Tusschen dien grooten hoop van puntdichten, woordspelingen, snedige antwoorden, grafschriften, enz. zijn er voorzeker een getalletje, welke wij als gezocht of gewrongen mogen beschouwen. Doch zulks moet ons niet verwonderen; 't is geen gemakkelijk werk ‘geest te verkoopen.’ Overigens het vele goede, dat ons hier aangeboden wordt, weegt ruimschoots op tegen de zwakke, minder gelukte rijminvallen.
En dat eene menigte dezer gedichtjes wezenlijk goed zijn, zouden wij door het overdrukken van een groot getal voorbeelden willen bevestigen; maar de beperkte ruimte van den ‘Bode’ dwingt ons die taak aan den lezer zelven over te laten.
Wij bezitten in onze tegenwoordige letterkunde weinig dichters, die met gelukkig gevolg zich op deze dichtsoort toeleggen of het vroeger hebben gedaan. Ook daarom moeten wij deze rijke verzameling van rijminvallen den Nederlandschen lezer ten zeerste aanbevelen.

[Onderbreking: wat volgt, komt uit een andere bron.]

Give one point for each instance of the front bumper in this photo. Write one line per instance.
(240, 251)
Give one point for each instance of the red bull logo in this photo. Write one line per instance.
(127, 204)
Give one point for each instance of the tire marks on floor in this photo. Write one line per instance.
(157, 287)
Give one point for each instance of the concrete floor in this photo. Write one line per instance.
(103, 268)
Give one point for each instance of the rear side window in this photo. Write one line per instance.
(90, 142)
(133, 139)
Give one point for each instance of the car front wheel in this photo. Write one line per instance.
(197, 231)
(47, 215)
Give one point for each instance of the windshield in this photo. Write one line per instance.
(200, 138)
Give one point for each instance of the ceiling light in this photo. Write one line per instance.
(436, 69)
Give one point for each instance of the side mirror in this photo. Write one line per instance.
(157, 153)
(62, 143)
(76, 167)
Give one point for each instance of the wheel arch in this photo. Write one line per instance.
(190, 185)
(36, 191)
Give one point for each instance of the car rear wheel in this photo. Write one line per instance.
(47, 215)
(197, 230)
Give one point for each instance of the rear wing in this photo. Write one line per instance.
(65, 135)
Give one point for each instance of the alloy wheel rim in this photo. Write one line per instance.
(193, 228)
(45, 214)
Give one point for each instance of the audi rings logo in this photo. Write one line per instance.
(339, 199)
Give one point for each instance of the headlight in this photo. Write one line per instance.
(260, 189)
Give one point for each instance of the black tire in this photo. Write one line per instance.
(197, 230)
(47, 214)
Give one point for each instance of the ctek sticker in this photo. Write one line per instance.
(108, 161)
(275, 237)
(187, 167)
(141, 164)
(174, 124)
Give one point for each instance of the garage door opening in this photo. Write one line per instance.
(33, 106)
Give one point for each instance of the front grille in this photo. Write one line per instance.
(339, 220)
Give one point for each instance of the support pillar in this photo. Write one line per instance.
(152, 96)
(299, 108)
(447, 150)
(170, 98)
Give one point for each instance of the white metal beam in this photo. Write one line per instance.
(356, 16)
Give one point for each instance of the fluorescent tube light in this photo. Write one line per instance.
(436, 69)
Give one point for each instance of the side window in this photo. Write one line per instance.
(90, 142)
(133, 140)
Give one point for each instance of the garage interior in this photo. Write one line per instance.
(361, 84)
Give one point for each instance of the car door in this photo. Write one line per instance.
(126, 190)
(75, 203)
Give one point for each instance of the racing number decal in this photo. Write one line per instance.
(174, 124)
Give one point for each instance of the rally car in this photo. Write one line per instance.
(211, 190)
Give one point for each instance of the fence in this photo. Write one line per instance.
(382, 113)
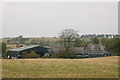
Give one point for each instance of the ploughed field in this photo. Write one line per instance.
(102, 67)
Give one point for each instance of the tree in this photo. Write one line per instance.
(112, 45)
(3, 48)
(67, 36)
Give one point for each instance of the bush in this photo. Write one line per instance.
(32, 54)
(46, 56)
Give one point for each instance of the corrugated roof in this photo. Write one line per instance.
(23, 48)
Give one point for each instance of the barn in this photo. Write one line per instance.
(92, 50)
(17, 52)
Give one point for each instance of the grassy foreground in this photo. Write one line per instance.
(104, 67)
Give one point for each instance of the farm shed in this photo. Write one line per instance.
(92, 50)
(17, 52)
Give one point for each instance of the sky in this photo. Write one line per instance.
(48, 19)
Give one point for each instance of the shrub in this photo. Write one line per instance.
(32, 54)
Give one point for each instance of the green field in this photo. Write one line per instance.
(104, 67)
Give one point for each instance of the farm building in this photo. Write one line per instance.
(92, 50)
(17, 52)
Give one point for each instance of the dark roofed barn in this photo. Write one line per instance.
(92, 50)
(17, 52)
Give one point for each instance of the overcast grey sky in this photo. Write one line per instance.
(49, 18)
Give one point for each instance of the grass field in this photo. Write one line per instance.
(104, 67)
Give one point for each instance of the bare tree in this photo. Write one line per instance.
(67, 36)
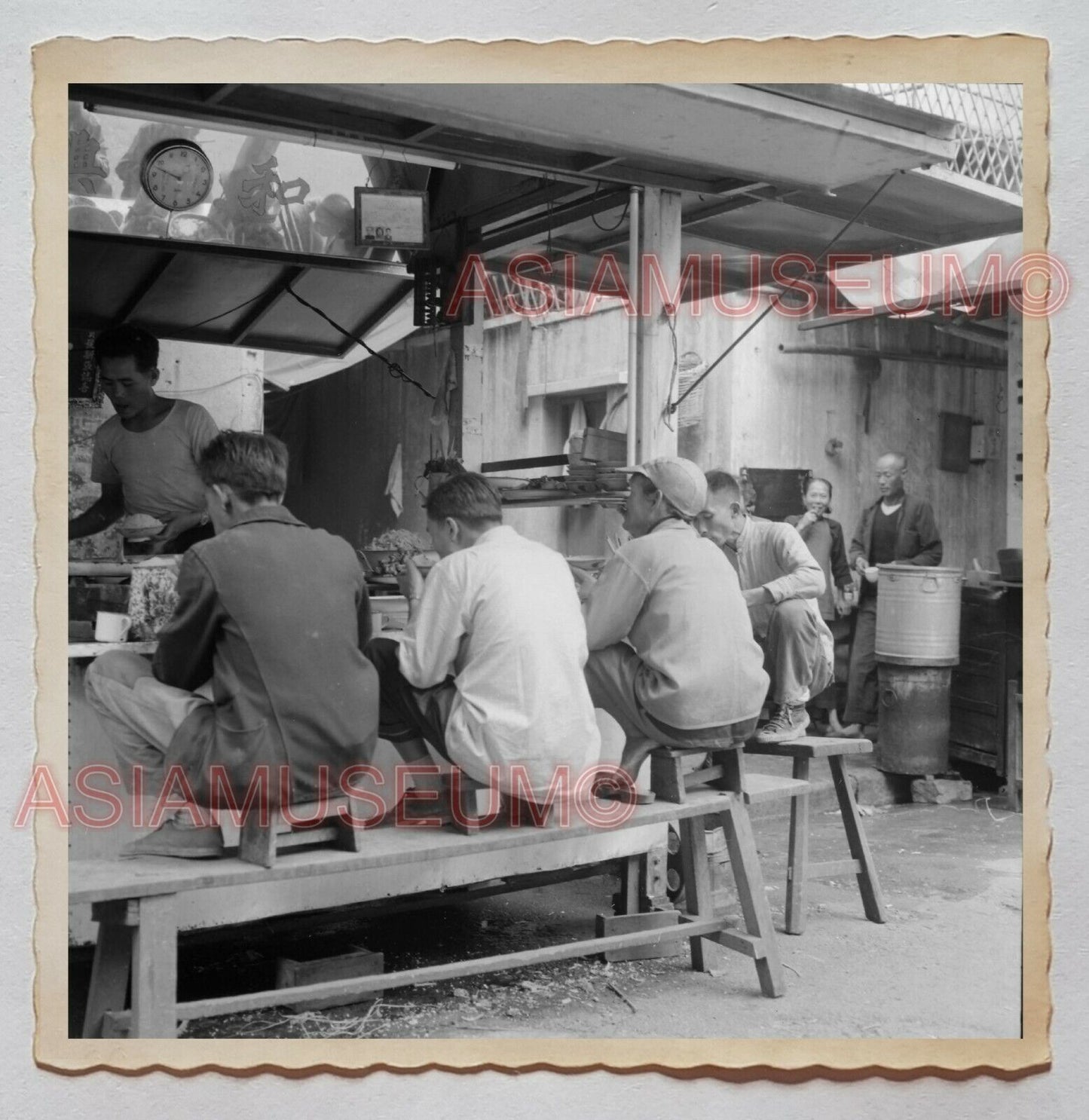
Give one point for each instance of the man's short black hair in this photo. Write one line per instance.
(128, 341)
(466, 497)
(252, 464)
(720, 482)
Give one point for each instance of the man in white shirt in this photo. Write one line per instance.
(781, 583)
(672, 654)
(488, 672)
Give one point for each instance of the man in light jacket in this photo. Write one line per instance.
(782, 583)
(488, 673)
(672, 658)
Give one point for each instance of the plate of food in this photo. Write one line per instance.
(388, 553)
(587, 564)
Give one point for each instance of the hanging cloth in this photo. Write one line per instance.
(395, 484)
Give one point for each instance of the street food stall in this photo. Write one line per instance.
(335, 222)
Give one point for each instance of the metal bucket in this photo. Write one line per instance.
(912, 719)
(918, 615)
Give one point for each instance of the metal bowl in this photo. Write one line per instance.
(1010, 565)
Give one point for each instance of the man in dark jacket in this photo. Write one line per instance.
(274, 614)
(897, 529)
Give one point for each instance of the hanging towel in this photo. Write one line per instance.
(395, 483)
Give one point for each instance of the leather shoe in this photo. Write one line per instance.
(205, 843)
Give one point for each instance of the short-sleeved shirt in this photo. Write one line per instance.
(502, 619)
(156, 470)
(675, 597)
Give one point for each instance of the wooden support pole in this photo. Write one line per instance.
(660, 218)
(467, 422)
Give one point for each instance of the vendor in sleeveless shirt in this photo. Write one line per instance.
(145, 456)
(897, 529)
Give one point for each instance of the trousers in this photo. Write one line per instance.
(796, 654)
(861, 677)
(139, 714)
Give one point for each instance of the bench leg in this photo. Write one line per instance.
(154, 969)
(631, 877)
(868, 886)
(697, 880)
(109, 976)
(750, 880)
(798, 854)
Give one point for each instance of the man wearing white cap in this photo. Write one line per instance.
(781, 583)
(672, 656)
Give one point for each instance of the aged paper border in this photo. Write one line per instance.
(1005, 59)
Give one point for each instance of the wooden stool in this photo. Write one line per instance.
(310, 823)
(669, 781)
(798, 866)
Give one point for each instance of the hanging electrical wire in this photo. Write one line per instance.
(396, 371)
(671, 323)
(230, 311)
(773, 302)
(619, 221)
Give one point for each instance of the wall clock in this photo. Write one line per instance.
(176, 174)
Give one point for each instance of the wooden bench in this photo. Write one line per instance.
(725, 769)
(799, 868)
(137, 904)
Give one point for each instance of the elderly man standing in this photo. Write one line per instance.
(672, 658)
(897, 529)
(781, 583)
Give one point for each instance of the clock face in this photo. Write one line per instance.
(176, 175)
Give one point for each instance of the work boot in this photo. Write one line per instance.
(789, 721)
(173, 839)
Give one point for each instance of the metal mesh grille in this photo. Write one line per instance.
(990, 117)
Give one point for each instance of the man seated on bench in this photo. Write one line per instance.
(781, 583)
(672, 658)
(488, 673)
(274, 614)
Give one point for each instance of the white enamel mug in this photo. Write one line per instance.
(111, 627)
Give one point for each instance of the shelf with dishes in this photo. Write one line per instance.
(583, 485)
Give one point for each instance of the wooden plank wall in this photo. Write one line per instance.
(766, 409)
(761, 408)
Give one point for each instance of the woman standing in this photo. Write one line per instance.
(824, 537)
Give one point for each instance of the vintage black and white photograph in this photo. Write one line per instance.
(546, 562)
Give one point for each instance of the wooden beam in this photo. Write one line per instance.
(436, 974)
(966, 362)
(531, 228)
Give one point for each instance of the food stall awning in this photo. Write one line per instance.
(515, 168)
(228, 295)
(950, 277)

Onder opzicht van stoffelijke verzorging is dit 10e deel zijne voorgangers waard. Het strekt den uitgever tot eere, dat hij onvermoeid voortgaat de voorbrengselen van den Vlaamschen geest in een puik gewaad zijnen taalgenooten aan te bieden. Hij vinde zijne belooning in de ruime ondersteuning, welke wij zijn streven uit ganscher harte toewenschen. Waar schrijver en uitgever hunnen plicht doen, daar mag het lezend publiek den zijnen niet vergeten!
Frans de GHENT.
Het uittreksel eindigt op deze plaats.